In association with the Alfred P. Sloan Foundation.

Mark Rylance plays Dr Semmelweis. His theatre credits include Othello (Shakespeare’s Globe), Farinelli and the King (Shakespeare’s Globe/Duke of York’s Theatre/Belasco Theatre), Nice Fish (Harold Pinter Theatre – also co-writer with Louis Jenkins), Twelfth Night (Shakespeare’s Globe/Apollo Theatre/Belasco Theatre – Tony Award for Best Actor in a Play), Richard III (Shakespeare’s Globe/Apollo Theatre/ Belasco Theatre), Jerusalem (Royal Court Theatre/Apollo Theatre/Music Box Theatre – Olivier Award for Best Actor and Tony Award for Best Actor in a Play, and Apollo Theatre 2022), La Bête (Comedy Theatre/Music Box Theatre), Boeing-Boeing (Apollo Theatre/Cort Theatre – Tony Award for Best Actor in a Play) and Much Ado About Nothing (Queen’s Theatre – Olivier Award for Best Actor). Rylance was the Artistic Director of the Shakespeare's Globe for 10 years (1996-2006). His television credits include Wolf Hall - BAFTA Award for Best Actor and an Emmy nomination. His film credits include Institute Benjamenta, Bridge of Spies – Academy Award and BAFTA for Best Supporting Actor, The BFG, Ready Player One, Dunkirk, Waiting for the Barbarians, The Trial of the Chicago 7, The Phantom of the Open, Don’t Look Up, Bones and All, and The Outfit.

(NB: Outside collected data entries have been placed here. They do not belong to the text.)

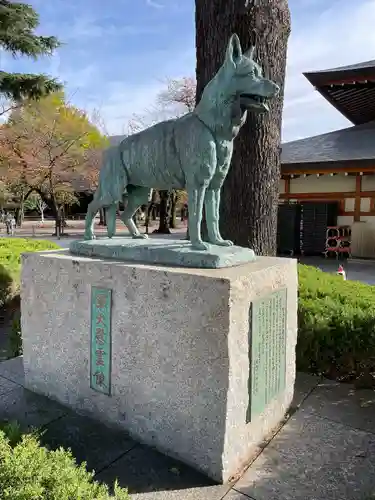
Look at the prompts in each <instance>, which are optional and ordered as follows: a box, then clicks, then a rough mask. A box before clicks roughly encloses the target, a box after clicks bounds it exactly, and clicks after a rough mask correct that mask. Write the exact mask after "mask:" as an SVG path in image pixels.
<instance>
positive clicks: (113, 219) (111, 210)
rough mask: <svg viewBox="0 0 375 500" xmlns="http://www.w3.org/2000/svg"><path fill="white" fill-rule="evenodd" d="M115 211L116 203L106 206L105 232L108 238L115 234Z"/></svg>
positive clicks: (116, 206)
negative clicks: (105, 221)
mask: <svg viewBox="0 0 375 500" xmlns="http://www.w3.org/2000/svg"><path fill="white" fill-rule="evenodd" d="M116 212H117V203H114V204H113V205H110V206H109V207H107V208H106V220H107V234H108V238H113V237H114V236H115V234H116Z"/></svg>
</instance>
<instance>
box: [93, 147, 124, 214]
mask: <svg viewBox="0 0 375 500" xmlns="http://www.w3.org/2000/svg"><path fill="white" fill-rule="evenodd" d="M127 184H128V178H127V175H126V171H125V167H124V163H123V160H122V155H121V149H120V148H119V147H118V146H111V147H109V148H108V149H107V150H106V151H105V152H104V154H103V165H102V168H101V169H100V174H99V185H98V189H97V190H96V193H95V196H94V197H95V199H96V201H97V202H98V203H99V204H100V205H101V206H103V207H109V206H111V205H113V204H115V203H118V202H120V201H122V199H123V194H124V192H125V191H126V186H127Z"/></svg>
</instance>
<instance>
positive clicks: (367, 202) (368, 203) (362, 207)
mask: <svg viewBox="0 0 375 500" xmlns="http://www.w3.org/2000/svg"><path fill="white" fill-rule="evenodd" d="M370 202H371V200H370V198H361V212H369V211H370Z"/></svg>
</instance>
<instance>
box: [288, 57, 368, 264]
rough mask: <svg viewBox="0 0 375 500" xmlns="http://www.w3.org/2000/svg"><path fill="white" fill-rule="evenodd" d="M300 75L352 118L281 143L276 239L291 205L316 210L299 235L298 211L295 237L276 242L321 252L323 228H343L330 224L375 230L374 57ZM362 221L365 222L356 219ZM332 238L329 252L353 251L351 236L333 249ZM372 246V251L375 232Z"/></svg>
mask: <svg viewBox="0 0 375 500" xmlns="http://www.w3.org/2000/svg"><path fill="white" fill-rule="evenodd" d="M304 76H305V77H306V78H307V79H308V80H309V82H310V83H311V84H312V85H314V87H315V89H316V90H317V91H318V92H319V93H320V94H321V95H322V96H323V97H324V98H325V99H326V100H327V101H328V102H329V103H330V104H331V105H332V106H334V107H335V108H336V109H337V111H338V112H340V113H341V114H342V115H343V116H344V117H345V118H347V119H348V120H349V121H350V122H351V123H352V124H353V126H351V127H348V128H344V129H342V130H337V131H334V132H330V133H326V134H321V135H318V136H314V137H308V138H305V139H301V140H297V141H292V142H288V143H284V144H283V145H282V156H281V163H282V169H281V172H282V179H281V181H280V199H281V201H282V202H283V204H282V205H281V207H280V210H279V239H280V238H282V235H283V234H284V235H285V234H286V233H287V231H286V229H285V228H286V225H287V224H289V226H290V224H291V222H290V218H291V211H294V212H295V211H297V212H298V213H299V214H300V213H303V212H304V213H305V214H308V213H310V212H311V213H313V214H315V215H314V217H313V216H311V217H310V219H313V220H309V221H308V224H307V223H306V224H305V229H302V231H300V234H302V236H299V237H297V233H298V229H297V226H298V227H299V226H301V227H303V225H304V224H303V218H304V217H303V216H301V215H298V214H297V216H296V222H295V225H294V226H293V227H295V230H294V231H295V241H294V242H292V243H291V242H290V241H289V242H288V243H285V242H284V243H280V242H279V246H280V247H282V248H286V247H288V248H289V247H290V246H294V248H292V249H291V250H294V251H298V248H297V247H298V246H300V247H301V248H303V247H304V249H305V251H306V249H310V250H311V253H320V251H323V250H322V247H323V233H324V234H326V235H328V236H329V234H330V230H329V229H327V228H328V227H331V226H334V227H345V228H346V229H345V230H344V229H343V230H342V231H341V229H339V230H337V231H336V230H332V231H331V233H332V234H336V232H337V234H339V233H340V231H341V232H343V231H344V232H345V231H346V232H347V233H348V234H351V233H353V228H354V226H356V228H357V227H360V228H361V231H362V233H363V228H365V227H366V228H367V230H368V231H372V230H374V231H375V175H374V174H375V60H373V61H367V62H363V63H359V64H354V65H351V66H343V67H340V68H333V69H328V70H322V71H316V72H310V73H304ZM288 202H292V203H288ZM287 205H288V206H287ZM292 206H293V207H292ZM329 213H330V214H331V215H329ZM319 214H320V215H319ZM301 217H302V224H300V222H301ZM319 217H320V219H321V220H322V221H323V220H324V223H323V222H321V227H320V229H319V231H318V233H319V235H317V234H315V232H316V231H315V229H314V228H316V227H318V219H319ZM305 219H306V220H307V215H305ZM287 220H288V221H289V222H287ZM305 222H306V221H305ZM360 222H363V223H365V222H367V224H365V225H364V224H362V225H360V224H356V223H360ZM372 226H373V227H372ZM358 230H359V229H358ZM355 232H357V229H355ZM289 233H290V230H289ZM303 234H305V239H308V240H309V242H308V244H306V242H305V244H303V241H302V243H300V242H298V243H297V239H298V238H300V239H302V240H303V238H304V236H303ZM374 234H375V233H374ZM314 238H315V240H314ZM343 239H344V237H343ZM313 240H314V241H313ZM318 240H319V241H318ZM326 240H327V238H326ZM334 243H335V242H334V241H333V240H330V242H329V243H327V241H326V243H325V249H331V250H332V252H333V254H335V253H336V254H339V253H340V252H342V253H344V254H345V255H350V254H351V253H352V247H353V245H352V244H351V243H352V241H349V243H350V244H347V245H346V246H343V245H341V244H340V245H337V250H338V251H337V252H334V248H335V245H336V244H335V245H333V244H334ZM336 243H340V242H339V241H338V242H336ZM355 245H357V243H356V244H355ZM373 247H374V250H372V252H373V253H374V256H375V235H374V245H373ZM331 250H330V251H331ZM356 252H357V253H358V252H359V250H356ZM367 253H368V252H367Z"/></svg>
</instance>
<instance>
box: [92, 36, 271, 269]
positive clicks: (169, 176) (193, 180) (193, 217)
mask: <svg viewBox="0 0 375 500" xmlns="http://www.w3.org/2000/svg"><path fill="white" fill-rule="evenodd" d="M278 91H279V87H278V86H277V85H276V84H275V83H274V82H272V81H271V80H269V79H267V78H265V77H264V76H263V73H262V69H261V67H260V66H259V64H257V62H256V61H255V60H254V48H253V47H252V48H250V49H249V50H248V51H247V52H244V53H243V52H242V48H241V44H240V40H239V38H238V36H237V35H235V34H234V35H232V36H231V38H230V40H229V43H228V46H227V50H226V53H225V56H224V61H223V64H222V66H221V67H220V69H219V71H218V72H217V74H216V75H215V76H214V77H213V79H212V80H211V81H210V82H209V83H208V84H207V86H206V87H205V89H204V92H203V94H202V98H201V100H200V101H199V103H198V104H197V106H196V108H195V110H194V111H193V112H191V113H188V114H186V115H184V116H182V117H180V118H177V119H172V120H166V121H163V122H160V123H158V124H156V125H154V126H152V127H150V128H147V129H146V130H143V131H141V132H139V133H137V134H133V135H130V136H128V137H126V138H125V139H124V140H123V141H122V142H121V143H120V144H119V145H116V146H113V147H110V148H109V149H108V150H107V151H106V153H105V156H104V160H103V165H102V168H101V170H100V178H99V185H98V189H97V191H96V193H95V195H94V198H93V201H92V203H90V205H89V207H88V210H87V215H86V228H85V239H86V240H92V239H94V232H93V222H94V217H95V214H96V213H97V212H98V210H99V209H101V208H106V210H107V230H108V237H109V238H112V237H113V236H114V235H115V231H116V210H117V207H118V203H119V202H123V203H124V205H125V210H124V212H123V213H122V215H121V219H122V220H123V222H124V224H125V225H126V226H127V228H128V229H129V232H130V234H131V235H132V237H133V238H145V237H146V236H145V235H143V234H140V232H139V230H138V229H137V227H136V225H135V224H134V221H133V216H134V213H135V212H136V210H137V209H138V208H139V207H140V206H141V205H143V204H146V203H147V202H148V200H149V199H150V196H151V192H152V189H159V190H160V189H162V190H171V189H186V191H187V193H188V205H189V222H188V224H189V237H190V240H191V244H192V247H193V248H194V249H195V250H206V251H210V247H209V244H211V245H217V246H221V247H227V246H231V245H232V244H233V243H232V242H231V241H227V240H224V239H223V238H222V237H221V235H220V230H219V220H220V215H219V209H220V192H221V188H222V185H223V183H224V180H225V178H226V176H227V173H228V171H229V167H230V164H231V160H232V153H233V143H234V139H235V138H236V137H237V135H238V133H239V131H240V128H241V127H242V126H243V124H244V123H245V121H246V117H247V112H248V111H251V112H253V113H264V112H267V111H268V110H269V107H268V101H269V100H270V99H271V98H272V97H274V96H275V95H276V94H277V93H278ZM203 208H204V209H205V214H206V223H207V238H208V239H207V242H204V241H202V236H201V222H202V213H203ZM182 260H183V259H182ZM182 265H183V264H182Z"/></svg>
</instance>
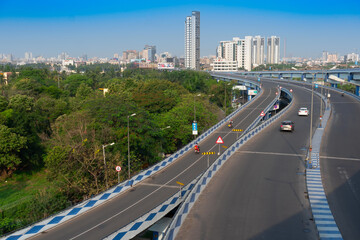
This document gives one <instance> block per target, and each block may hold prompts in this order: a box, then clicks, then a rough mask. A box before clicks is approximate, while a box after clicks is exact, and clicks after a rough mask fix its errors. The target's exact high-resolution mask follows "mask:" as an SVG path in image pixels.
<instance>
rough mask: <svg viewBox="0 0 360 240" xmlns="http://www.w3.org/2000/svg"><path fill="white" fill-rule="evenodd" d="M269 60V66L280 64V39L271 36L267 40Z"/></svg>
mask: <svg viewBox="0 0 360 240" xmlns="http://www.w3.org/2000/svg"><path fill="white" fill-rule="evenodd" d="M266 57H267V59H266V62H267V63H269V64H278V63H280V38H279V37H276V36H271V37H269V38H268V39H267V56H266Z"/></svg>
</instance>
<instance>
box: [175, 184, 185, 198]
mask: <svg viewBox="0 0 360 240" xmlns="http://www.w3.org/2000/svg"><path fill="white" fill-rule="evenodd" d="M176 183H177V184H179V186H180V191H179V198H181V189H182V187H183V186H184V184H183V183H182V182H179V181H176Z"/></svg>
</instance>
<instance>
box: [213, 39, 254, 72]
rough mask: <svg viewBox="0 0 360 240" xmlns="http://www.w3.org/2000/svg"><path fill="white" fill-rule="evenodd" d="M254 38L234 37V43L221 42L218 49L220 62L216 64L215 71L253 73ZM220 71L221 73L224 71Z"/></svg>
mask: <svg viewBox="0 0 360 240" xmlns="http://www.w3.org/2000/svg"><path fill="white" fill-rule="evenodd" d="M252 41H253V38H252V37H251V36H245V39H240V38H238V37H234V38H233V40H232V41H221V42H220V44H219V46H218V47H217V57H218V59H217V60H218V61H217V62H215V63H214V65H213V66H214V70H215V71H216V70H217V69H222V70H224V71H237V70H238V69H245V70H247V71H251V64H252V61H251V60H252V44H253V42H252ZM222 70H220V71H222Z"/></svg>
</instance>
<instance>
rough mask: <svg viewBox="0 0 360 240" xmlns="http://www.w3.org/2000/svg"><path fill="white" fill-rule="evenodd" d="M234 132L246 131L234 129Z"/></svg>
mask: <svg viewBox="0 0 360 240" xmlns="http://www.w3.org/2000/svg"><path fill="white" fill-rule="evenodd" d="M232 131H233V132H242V131H244V130H242V129H233V130H232Z"/></svg>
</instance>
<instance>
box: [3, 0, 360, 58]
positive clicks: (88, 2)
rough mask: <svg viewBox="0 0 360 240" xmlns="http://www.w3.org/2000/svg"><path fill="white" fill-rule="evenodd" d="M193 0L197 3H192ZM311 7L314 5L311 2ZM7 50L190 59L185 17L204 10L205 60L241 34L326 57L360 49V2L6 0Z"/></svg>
mask: <svg viewBox="0 0 360 240" xmlns="http://www.w3.org/2000/svg"><path fill="white" fill-rule="evenodd" d="M192 3H193V4H192ZM307 4H308V6H311V8H309V7H308V6H306V5H307ZM349 6H351V7H349ZM0 7H1V8H2V9H3V12H2V13H1V15H0V28H1V29H2V31H3V32H4V33H6V34H3V37H2V39H1V40H0V43H1V44H0V53H4V54H14V56H15V57H17V58H22V57H24V53H25V52H32V53H33V55H34V56H39V55H42V56H44V57H51V56H57V55H59V54H60V53H61V52H67V53H69V55H70V56H81V55H83V54H87V55H88V56H89V57H94V56H97V57H111V56H113V55H114V54H115V53H119V54H121V53H122V52H123V51H125V50H128V49H142V48H143V46H144V45H153V46H156V48H157V52H159V53H160V52H171V53H172V54H173V55H174V56H178V57H184V36H183V33H184V16H187V15H188V13H189V12H192V11H200V12H201V15H202V17H201V18H202V20H201V43H200V45H201V51H200V53H201V57H202V56H209V55H215V54H216V46H218V44H219V42H220V41H223V40H226V39H229V40H230V39H232V37H233V36H238V35H241V36H246V35H252V36H256V35H260V36H280V37H281V44H280V46H281V49H280V54H281V58H283V53H284V48H283V47H284V42H283V40H286V57H304V58H320V57H321V56H322V52H323V51H324V50H325V51H328V52H330V53H338V54H339V55H344V54H347V53H352V52H354V53H359V51H360V46H359V42H358V40H357V39H359V38H360V33H359V32H358V31H357V28H358V26H359V25H360V13H359V12H358V10H357V9H360V3H359V2H358V1H350V0H345V1H342V2H341V3H339V2H336V1H327V2H325V1H319V2H316V3H313V2H310V1H303V2H301V3H293V2H285V1H280V2H279V3H278V4H275V3H273V2H271V3H268V2H265V1H257V2H256V3H251V2H243V3H238V2H237V1H227V2H226V3H222V4H216V2H215V1H206V2H205V1H182V2H181V3H168V2H167V3H159V2H153V1H138V4H137V5H136V6H134V5H131V4H128V3H119V2H117V1H111V0H105V1H103V5H101V6H99V5H97V4H96V3H94V2H93V1H87V2H84V1H77V2H69V1H52V3H48V2H45V1H37V2H36V3H34V2H26V1H23V0H20V1H16V2H14V1H7V0H5V1H2V2H0Z"/></svg>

Tom Morris has been Associate Director at the National Theatre since 2004. He was Artistic Director of Bristol Old Vic from 2009 to 2022, where he re-established the theatre’s programme after closure, conceived and directed two landmark festivals (Bristol Proms, festival of world class music and integrated digital technology in collaboration with Watershed Bristol and Universal Music, and Bristol Jam: Britain’s first festival of improvised performance). He also oversaw a major restoration and refurbishment of Britain’s oldest continuously working theatre – creating direct visibility from the street for the very first time. He was Artistic Director of BAC from 1995 to 2004 where he established the scratch developmental programme, restructured the organisation, set up and curated A Sharp Intake of Music, Playing in the Dark, the British Festival of Visual Theatre and the Sam Shepard Festival, and BAC Opera, where he produced Jerry Springer the Opera. His work as a director includes Juliet and her Romeo, The Meaning of Zong (with Giles Terera), Cyrano, King Lear, Touching the Void, The Grinning Man, Swallows & Amazons and A Midsummer Night’s Dream (all for Bristol Old Vic and/or West End/International tour), Monteverdi’s L’Orfeo (Vienna Statsoper), Breaking the Waves (Scottish Opera/ Opera Ventures, EIF, Opera Comique, Adelaide Festival), The Death of Klinghoffer (ENO & Metropolitan Opera), Every Good Boy Deserves Favour (NT), War Horse (NT, Lincoln Center and world tour (winning numerous awards including Tony for Best Director, with co-director Marianne Elliott)), Disembodied, Newsnight: The Opera, Home, Passions, Unsung, Othello Music, Trio and All That Fall (all for BAC). Writing includes A Christmas Carol and The Nutcracker (Bristol Old Vic), World Cup Final 1966, Jason & the Argonauts and Ben Hur (all with Carl Heap for BAC), The Wooden Frock, Nights at the Circus and A Matter of Life and Death (all with Emma Rice for Kneehigh) and the libretto for Orpheus in Hell for ENO. Morris was founding Chair of the JMK Trust, is the current Chair of Complicité, has honorary doctorates from UWE and Bristol University, and an OBE for services to Theatre.